The Independent Office for Police Conduct opened an investigation into the conduct of Greater Manchester Police during the Malkinson investigation.

==Aftermath==
After release from prison, Malkinson lived in a tent in Spain. He spent nineteen months after his release living off universal credit before eventually receiving a compensation payment from the Ministry of Justice in February 2025. The case was featured in the academic journal Medicine, Science, and the Law in 2021, and is the subject of a dedicated podcast. The case was also the subject of the BBC Two documentary The Wrong Man: 17 Years Behind Bars, which aired on 6 June 2024.

==Trial and conviction of Paul Quinn==
Paul Quinn, who had been identified as the rapist by DNA testing, was brought to trial for the rape in March 2026. The court heard that saliva on the victim's vest was one billion times more likely to belong to Quinn than to anyone else.
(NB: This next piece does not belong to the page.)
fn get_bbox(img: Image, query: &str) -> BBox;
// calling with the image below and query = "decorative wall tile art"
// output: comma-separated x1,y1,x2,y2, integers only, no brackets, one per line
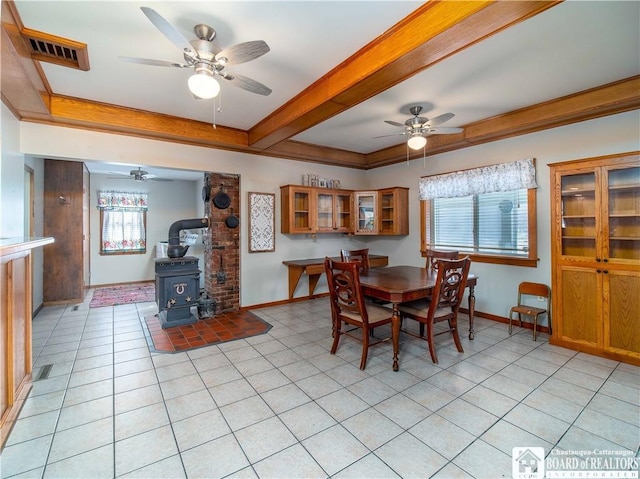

Testing in 2023 had also found a partial match between Quinn's DNA and semen samples from the speculum used to examine the victim. In addition, Quinn's ex-wife Catherine testified that he had left home on the night of the attack wearing a white shirt with a horizontal blue stripe, similar to the shirt worn by the rapist, and had returned later that night without it on. She also said that Quinn often wore his shirt unbuttoned and had a shaved chest at the time, as did the rapist. The trial also heard that Quinn had searched online for information about Malkinson's campaign to prove his innocence in 2019, before it was widely known, and had searched "how long is DNA kept in database" after it was first reported that another man's DNA had been found.

Quinn was found guilty of rape, grievous bodily harm and intentional strangulation on 17 April 2026. On 5 June 2026, Quinn was sentenced to 24 years in prison.

==Inquiry==

An inquiry into the wrongful conviction, led by judge Sarah Munro, began on 26 October 2023. The hearing was to examine the original investigation by Greater Manchester Police and why it took so long for the conviction to be overturned. Munro said before it began that she would be "fearless" in seeking the truth.

The inquiry was delayed during the trial of Paul Quinn. Following the conviction and sentencing in of Paul Quinn in June 2026, the inquiry was able to "recommence its work".